Wet Pot is more than just a terracotta pot in a glass vase. It's been specifically designed to let a perfect amount of water through the clay by a "capillarity attraction" effect. It's easy to refill the tank without having to move any piece. Unlike other quirky self-watering pots, this one allies simplicity, style and efficiency, all of that at a moderate price point. The only downside is that it's usually sold-out and is not present in every country yet. If you’d like to purchase one, send your details over to me (you can use the contact form) and I will get back to you.
Tips for making the most out of your wet pot
Choose a plant that likes water and moist soil: for example, a plant that would require a weekly watering. Avoid picking cacti, succulents or plants that prefer dry soil, because the wet pot provides a constant humidity. Before you start next step, beware that dealing with soil can create a mess if you’re indoors, so go outside if you can or place some newspapers to cover the surfaces.
Choose a Wet Pot size that fits your plant. Wet Pots comes in several sizes (Extra Small, Small, Medium, Large). As a rule of thumb, small plants have more chances to fit in.
Transplant. Once you’ve picked your plant, you’ll have to transplant it from its original pot into the clay pot. First, cover the bottom of the clay pot with some fresh houseplant soil. Now, gently take the plant out of its previous pot, making sure not to break roots. I find it easier to use a long tool or the back of a knife to ease the process. Then, you place the plant inside the Wet Pot and you just completed step 2.

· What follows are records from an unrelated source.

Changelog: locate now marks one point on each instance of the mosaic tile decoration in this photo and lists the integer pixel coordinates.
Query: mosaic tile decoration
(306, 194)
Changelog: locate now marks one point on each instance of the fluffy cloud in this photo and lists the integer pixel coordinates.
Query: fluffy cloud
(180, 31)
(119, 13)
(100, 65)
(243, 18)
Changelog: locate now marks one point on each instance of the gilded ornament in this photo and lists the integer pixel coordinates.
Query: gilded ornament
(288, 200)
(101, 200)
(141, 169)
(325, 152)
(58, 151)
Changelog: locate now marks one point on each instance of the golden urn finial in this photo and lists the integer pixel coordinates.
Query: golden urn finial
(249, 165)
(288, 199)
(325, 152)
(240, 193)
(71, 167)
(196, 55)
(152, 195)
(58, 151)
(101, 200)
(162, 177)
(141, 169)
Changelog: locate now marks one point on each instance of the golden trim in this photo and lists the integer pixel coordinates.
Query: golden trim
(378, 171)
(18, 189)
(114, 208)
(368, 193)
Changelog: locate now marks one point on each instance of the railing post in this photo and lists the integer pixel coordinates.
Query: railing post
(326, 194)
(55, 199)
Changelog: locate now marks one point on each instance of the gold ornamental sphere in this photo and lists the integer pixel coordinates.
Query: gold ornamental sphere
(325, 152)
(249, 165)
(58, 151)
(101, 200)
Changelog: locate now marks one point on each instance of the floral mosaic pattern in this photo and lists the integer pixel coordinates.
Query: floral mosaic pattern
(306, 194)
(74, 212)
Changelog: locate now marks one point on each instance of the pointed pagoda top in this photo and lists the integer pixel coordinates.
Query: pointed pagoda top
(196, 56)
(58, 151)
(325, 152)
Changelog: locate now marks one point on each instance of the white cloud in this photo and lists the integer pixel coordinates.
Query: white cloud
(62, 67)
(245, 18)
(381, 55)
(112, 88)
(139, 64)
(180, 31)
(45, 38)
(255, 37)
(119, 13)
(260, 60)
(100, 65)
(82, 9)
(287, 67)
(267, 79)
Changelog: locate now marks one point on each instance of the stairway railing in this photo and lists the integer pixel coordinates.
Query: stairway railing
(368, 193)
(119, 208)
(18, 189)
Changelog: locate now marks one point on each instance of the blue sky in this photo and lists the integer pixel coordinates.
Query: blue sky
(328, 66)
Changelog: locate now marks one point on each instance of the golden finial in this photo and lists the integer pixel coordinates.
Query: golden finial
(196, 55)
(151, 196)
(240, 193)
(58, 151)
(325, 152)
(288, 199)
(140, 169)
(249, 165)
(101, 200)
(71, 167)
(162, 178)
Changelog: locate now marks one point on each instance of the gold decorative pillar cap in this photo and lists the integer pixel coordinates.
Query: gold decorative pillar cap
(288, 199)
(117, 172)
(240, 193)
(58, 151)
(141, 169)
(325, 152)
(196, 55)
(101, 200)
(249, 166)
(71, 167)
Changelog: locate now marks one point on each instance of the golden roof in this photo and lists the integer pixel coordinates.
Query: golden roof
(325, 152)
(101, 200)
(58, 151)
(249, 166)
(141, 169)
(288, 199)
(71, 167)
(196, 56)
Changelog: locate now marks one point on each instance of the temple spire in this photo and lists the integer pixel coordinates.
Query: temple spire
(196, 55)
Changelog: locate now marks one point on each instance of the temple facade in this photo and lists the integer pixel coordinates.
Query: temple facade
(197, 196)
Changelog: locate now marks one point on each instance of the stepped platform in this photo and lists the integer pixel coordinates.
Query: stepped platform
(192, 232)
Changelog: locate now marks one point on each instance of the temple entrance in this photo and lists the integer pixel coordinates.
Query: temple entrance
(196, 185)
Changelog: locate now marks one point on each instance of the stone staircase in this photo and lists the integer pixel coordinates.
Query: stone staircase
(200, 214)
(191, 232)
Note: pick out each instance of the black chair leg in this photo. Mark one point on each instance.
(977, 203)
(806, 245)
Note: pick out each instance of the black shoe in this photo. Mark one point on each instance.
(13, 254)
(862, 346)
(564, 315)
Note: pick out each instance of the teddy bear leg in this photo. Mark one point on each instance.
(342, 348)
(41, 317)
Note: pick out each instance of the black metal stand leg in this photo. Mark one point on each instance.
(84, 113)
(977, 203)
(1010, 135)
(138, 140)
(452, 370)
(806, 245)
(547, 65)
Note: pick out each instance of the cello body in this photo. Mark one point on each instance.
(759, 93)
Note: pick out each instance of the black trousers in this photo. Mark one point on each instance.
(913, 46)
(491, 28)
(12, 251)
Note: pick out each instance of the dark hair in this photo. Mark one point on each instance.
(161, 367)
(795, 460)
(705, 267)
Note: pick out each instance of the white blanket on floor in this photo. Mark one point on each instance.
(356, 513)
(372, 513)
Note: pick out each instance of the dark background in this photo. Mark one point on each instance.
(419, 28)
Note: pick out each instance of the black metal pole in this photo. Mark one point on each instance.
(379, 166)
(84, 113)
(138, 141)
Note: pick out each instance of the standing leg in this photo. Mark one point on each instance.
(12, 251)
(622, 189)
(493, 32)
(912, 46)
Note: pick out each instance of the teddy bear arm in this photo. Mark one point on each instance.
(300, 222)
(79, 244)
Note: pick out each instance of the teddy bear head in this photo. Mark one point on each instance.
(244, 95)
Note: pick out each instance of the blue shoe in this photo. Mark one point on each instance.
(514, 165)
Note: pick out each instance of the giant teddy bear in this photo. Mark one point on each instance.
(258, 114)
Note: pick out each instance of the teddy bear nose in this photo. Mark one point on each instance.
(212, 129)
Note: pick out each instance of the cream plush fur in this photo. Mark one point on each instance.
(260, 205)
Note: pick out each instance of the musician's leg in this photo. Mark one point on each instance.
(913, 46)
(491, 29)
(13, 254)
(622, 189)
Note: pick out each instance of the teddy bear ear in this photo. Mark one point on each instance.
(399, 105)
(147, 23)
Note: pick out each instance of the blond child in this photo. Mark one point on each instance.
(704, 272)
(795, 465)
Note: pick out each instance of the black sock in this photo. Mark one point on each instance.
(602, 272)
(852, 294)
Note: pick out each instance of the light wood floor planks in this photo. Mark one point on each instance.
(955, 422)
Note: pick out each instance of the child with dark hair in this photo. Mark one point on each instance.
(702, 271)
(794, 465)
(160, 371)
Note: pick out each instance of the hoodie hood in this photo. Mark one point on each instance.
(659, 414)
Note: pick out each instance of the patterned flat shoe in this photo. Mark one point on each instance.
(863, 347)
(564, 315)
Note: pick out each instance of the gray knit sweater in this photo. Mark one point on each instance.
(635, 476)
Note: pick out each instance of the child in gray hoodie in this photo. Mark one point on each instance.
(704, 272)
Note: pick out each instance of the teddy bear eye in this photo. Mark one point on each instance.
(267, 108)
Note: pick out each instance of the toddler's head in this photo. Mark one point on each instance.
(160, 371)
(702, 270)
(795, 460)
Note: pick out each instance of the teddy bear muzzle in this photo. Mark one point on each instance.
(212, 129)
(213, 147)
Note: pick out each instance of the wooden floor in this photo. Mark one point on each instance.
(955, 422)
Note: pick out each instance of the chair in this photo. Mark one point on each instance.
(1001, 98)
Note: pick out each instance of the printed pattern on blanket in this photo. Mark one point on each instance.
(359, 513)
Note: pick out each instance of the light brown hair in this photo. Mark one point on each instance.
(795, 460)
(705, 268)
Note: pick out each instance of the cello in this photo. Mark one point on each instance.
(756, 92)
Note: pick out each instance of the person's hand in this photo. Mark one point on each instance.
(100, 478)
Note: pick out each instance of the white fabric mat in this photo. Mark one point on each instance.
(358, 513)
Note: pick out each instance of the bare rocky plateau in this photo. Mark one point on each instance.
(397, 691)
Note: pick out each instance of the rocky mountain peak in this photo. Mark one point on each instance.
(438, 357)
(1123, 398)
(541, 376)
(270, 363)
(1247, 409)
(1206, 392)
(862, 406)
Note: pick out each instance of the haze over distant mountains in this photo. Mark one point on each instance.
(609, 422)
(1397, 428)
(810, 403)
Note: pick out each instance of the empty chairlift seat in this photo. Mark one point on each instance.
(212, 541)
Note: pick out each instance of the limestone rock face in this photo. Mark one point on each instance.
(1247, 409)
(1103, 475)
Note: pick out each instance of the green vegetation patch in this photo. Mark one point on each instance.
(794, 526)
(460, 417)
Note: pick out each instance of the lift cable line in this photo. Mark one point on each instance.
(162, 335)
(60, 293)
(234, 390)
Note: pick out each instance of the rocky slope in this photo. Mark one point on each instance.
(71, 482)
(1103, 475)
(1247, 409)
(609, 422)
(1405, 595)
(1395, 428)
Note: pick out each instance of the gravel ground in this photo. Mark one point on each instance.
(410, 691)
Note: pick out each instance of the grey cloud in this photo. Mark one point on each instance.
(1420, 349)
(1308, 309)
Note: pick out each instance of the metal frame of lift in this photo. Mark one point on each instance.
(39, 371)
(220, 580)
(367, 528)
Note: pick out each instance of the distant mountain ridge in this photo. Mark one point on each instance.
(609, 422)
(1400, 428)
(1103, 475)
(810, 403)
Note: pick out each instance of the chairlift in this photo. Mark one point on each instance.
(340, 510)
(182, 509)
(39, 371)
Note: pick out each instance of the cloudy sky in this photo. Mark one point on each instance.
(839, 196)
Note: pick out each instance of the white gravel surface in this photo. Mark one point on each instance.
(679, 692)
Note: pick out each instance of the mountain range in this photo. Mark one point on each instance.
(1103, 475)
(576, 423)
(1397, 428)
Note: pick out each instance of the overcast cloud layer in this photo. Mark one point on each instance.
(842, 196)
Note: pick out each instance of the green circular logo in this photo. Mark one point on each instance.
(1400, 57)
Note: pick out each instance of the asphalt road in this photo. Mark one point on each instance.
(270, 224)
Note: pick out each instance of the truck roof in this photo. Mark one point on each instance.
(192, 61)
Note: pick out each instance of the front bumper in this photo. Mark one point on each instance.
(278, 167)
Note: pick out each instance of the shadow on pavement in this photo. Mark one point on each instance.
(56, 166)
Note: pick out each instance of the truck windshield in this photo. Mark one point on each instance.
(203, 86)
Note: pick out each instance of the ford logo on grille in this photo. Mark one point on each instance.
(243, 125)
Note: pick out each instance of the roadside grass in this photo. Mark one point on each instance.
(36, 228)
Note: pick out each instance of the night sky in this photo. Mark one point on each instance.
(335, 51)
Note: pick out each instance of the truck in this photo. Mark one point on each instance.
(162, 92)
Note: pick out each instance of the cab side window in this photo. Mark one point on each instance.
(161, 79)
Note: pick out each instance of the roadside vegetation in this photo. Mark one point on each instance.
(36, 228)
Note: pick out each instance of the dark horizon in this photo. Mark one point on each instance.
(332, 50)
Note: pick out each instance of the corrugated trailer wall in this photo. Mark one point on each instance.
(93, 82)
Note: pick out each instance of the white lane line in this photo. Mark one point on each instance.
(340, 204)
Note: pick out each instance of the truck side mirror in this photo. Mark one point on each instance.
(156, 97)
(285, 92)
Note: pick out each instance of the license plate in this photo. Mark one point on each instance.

Even the soil out. Once you placed the plant inside the Wet Pot, add soil all around it, making sure that there is soil in contact with the entire surface of the inner walls of the pot. You can gently firm the soil with your fingers to make sure that there is no major empty space and add more soil on top. No need to push hard either, otherwise the soil will be too compact and lack oxygen. Congrats, you now have a potted plant!
Fill the water reservoir. Before filling the water reservoir, place the clay pot inside the glass vase. Using a watering can with a long neck, fill the water reservoir with fresh water. Ta-da! You just created a self-watering plant that will require absolutely no work from you to keep healthy.
Top with a layer of pebbles or moss or decorative material. I noticed that if this last step is skipped, the moist soil can attract flies. To avoid this, I topped the soil with a decorative layer of fine pebbles. This gives extra character to my plant and I’m pretty satisfied with the end result. I let you be your own judge, but that’s been totally worth it for me:
Clean it from time to time
WHY SELF-WATERING POTS FOR MY PLANTS?
I often created root rot by over-watering plants after a long period of neglect. A self-watering pot brings constant moisture to the plant, without having to rely on my intervention. That’s the main reason that pushes me to adopt self-watering pots. There are different types and I will reveal my favorite self-watering pots in a next article. Meanwhile, you can check the range available on Amazon:
CONCLUSION: GIVE YOUR PLANTS SOME LOVE
Perfect for beginners, busy or forgetful urban citizens, self-watering pots plant pots can give you peace of mind when it comes to watering. I hope you liked my review of the Wet Pot and that you learned something useful for your house plants. This has the potential to give your plants some extra love!